Inizia così “Jojo Rabbit”, con il giovane Jojo esercitandosi a sfoderare il più minaccioso ed energico saluto al fuhrer che il suo corpicciolo di undicenne (o poco meno) gli permette. Ad assistere il bimbo nel bizzarro training il suo amico immaginario, ossia il fuhrer in persona (interpretato dal regista, che ne fornisce una versione istrionica, narcisistica e infantile).
E’ il bizzarro principio di un film straordinario e stravagante, che percorre attraverso la storia di formazione del suo giovane protagonista generi cinematografici ed emozioni, citando tutte le messe in cinema della shoa più audaci ed originali (vengono in mente ad esempio “La vita è bella” e “Inglorious Bastards”).
Pur essendo una girandola di citazioni musicali (i Beatles, Bowie), letterarie (Rilke) e visive (viene in mente la messinscena dalle tinte e le geometrie andersoniane del campo della gioventù hitleriana), il film è a sua volta una delle incursioni cinematografiche più originali nell’atroce pagina di storia dello scorso secolo.

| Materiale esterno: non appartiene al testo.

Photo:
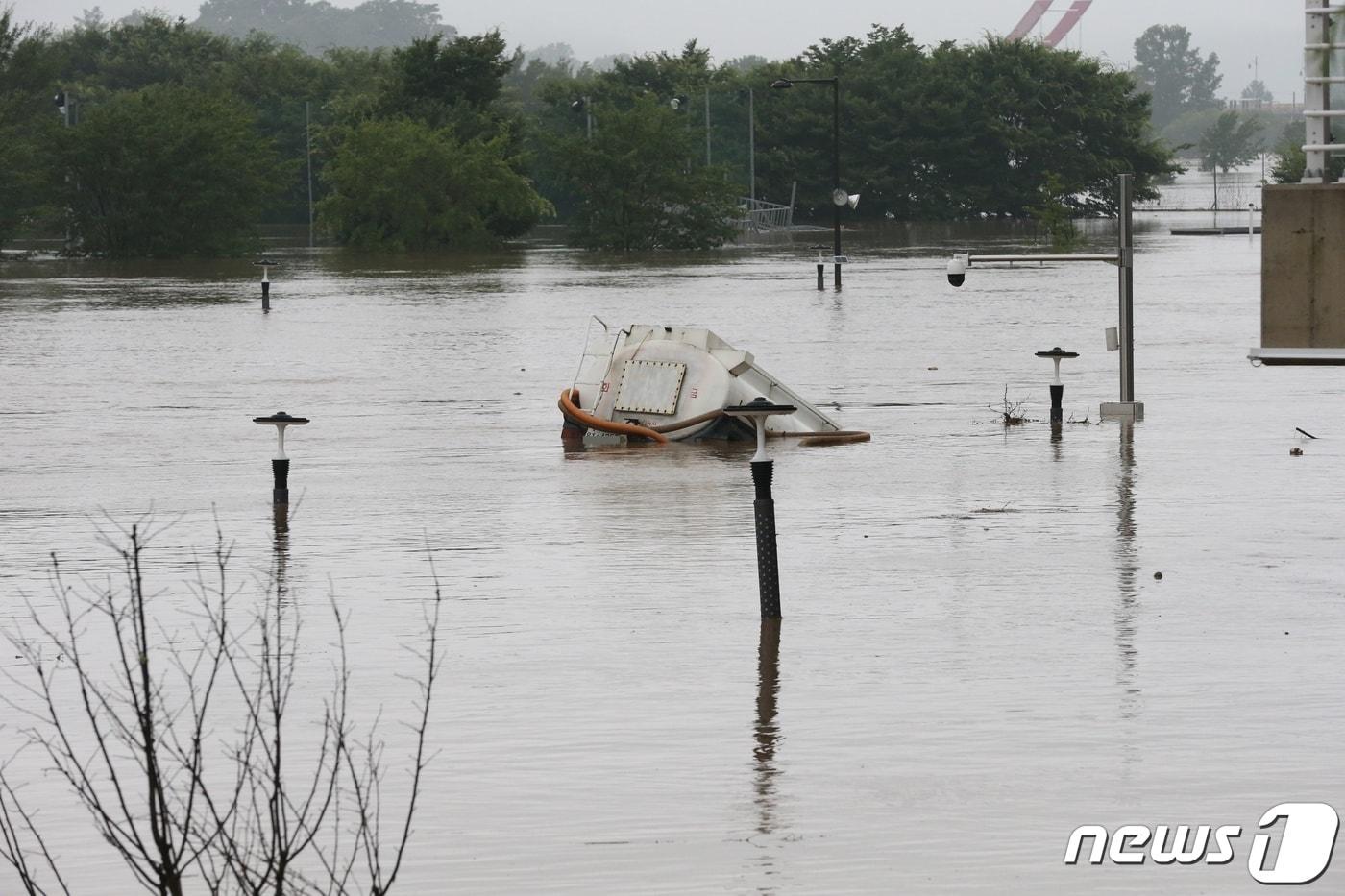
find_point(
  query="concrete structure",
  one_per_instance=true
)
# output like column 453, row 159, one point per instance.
column 1304, row 267
column 1304, row 225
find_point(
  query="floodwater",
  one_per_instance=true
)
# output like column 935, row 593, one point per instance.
column 977, row 654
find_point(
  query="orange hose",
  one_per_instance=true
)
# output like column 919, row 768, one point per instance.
column 578, row 415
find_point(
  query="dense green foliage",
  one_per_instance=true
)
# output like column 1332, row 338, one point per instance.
column 1291, row 160
column 943, row 132
column 322, row 26
column 474, row 144
column 165, row 171
column 1174, row 73
column 400, row 184
column 27, row 123
column 634, row 186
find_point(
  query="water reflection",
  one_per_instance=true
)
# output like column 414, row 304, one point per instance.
column 1127, row 577
column 280, row 549
column 767, row 732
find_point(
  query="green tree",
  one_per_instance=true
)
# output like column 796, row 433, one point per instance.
column 27, row 121
column 400, row 184
column 955, row 131
column 635, row 188
column 1174, row 73
column 450, row 83
column 1055, row 214
column 1233, row 140
column 167, row 171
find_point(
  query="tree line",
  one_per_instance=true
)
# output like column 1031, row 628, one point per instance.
column 174, row 140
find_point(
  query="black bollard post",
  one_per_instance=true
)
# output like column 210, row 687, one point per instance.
column 1058, row 389
column 769, row 564
column 280, row 480
column 265, row 264
column 1058, row 412
column 280, row 463
column 763, row 470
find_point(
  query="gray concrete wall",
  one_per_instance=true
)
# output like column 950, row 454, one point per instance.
column 1304, row 267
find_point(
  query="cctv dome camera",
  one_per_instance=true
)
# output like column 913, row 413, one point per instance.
column 958, row 269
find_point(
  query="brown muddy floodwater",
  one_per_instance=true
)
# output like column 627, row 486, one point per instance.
column 975, row 657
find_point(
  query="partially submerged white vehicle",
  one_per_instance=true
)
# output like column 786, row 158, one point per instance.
column 672, row 383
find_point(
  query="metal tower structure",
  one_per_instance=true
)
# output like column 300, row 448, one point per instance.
column 1064, row 26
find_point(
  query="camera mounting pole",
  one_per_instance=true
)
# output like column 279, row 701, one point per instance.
column 1125, row 260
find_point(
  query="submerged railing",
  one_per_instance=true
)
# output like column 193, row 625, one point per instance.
column 759, row 215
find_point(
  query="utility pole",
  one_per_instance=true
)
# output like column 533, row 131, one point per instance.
column 706, row 124
column 308, row 150
column 750, row 147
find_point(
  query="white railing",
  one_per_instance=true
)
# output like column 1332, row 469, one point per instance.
column 759, row 215
column 1318, row 47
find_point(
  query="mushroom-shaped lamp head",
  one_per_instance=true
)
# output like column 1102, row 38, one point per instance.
column 280, row 420
column 1058, row 354
column 757, row 410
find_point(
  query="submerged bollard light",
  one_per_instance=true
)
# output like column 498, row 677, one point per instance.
column 1058, row 389
column 265, row 264
column 280, row 463
column 769, row 567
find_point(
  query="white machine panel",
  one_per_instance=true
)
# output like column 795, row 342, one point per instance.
column 649, row 386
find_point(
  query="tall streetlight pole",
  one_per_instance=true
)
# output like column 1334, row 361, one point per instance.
column 838, row 195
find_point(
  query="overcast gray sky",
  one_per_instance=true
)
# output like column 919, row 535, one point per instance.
column 1239, row 33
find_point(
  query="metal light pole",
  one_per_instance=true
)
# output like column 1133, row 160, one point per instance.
column 308, row 150
column 1125, row 261
column 280, row 463
column 1058, row 388
column 750, row 147
column 769, row 567
column 585, row 105
column 838, row 195
column 708, row 124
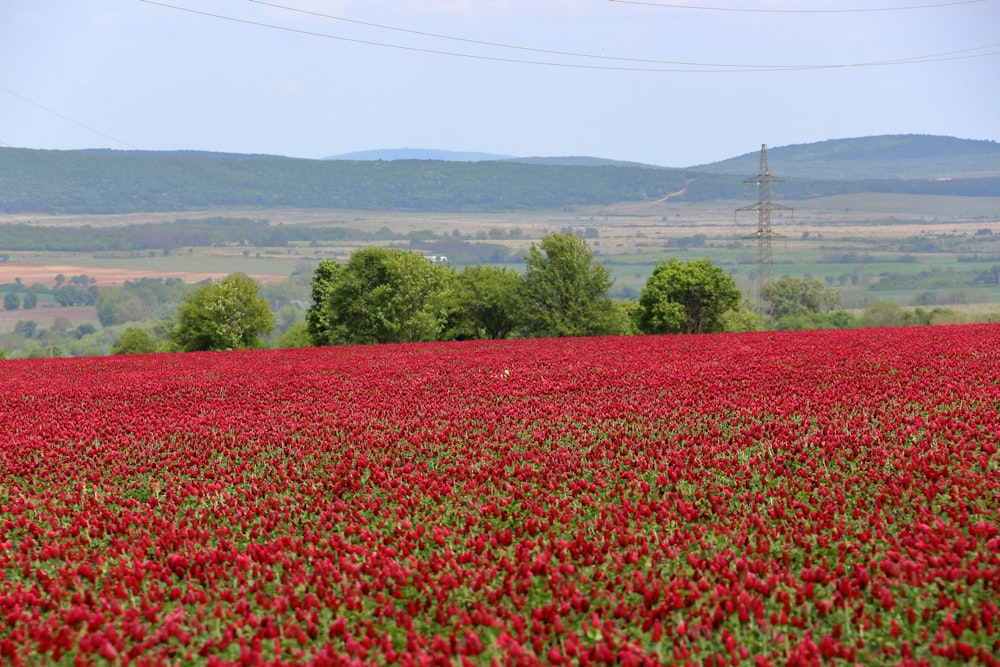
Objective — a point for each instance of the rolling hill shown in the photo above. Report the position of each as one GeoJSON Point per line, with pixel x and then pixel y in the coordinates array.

Le scene che penetrano dalla pelle al cuore dello spettatore sono numerose, in egual misura esilaranti (che roba l’ispezione da parte della Gestapo!) e tragiche (Jojo che insegue la farfalla e…, Jojo accecato dalla rabbia). Difatti con “Jojo Rabbit” è facile uscire dalla sala in lacrime, non sai però quante ne hai versate per le risate e quante per l’emozione.

Man mano che Jojo si trasforma (pur difficoltosamente) da wannabe-nazi a salvatore (nonostante tutto) dell’aliena ebrea che gli si era annidata in casa, Waititi depotenzia e distrugge la simbologia nazista con tutti i metodi di cui dispone, con l’ironia, smussandone i lineamenti terribili con fotografia e colori, esaltandone le sfumature più ridicole mediante la sceneggiatura (tratta si da un romanzo, che però il neozelandese ha completamente stravolto).

Fuck off Hitler!

P.S. Cast incredibile, Rockwell al solito incontenibile.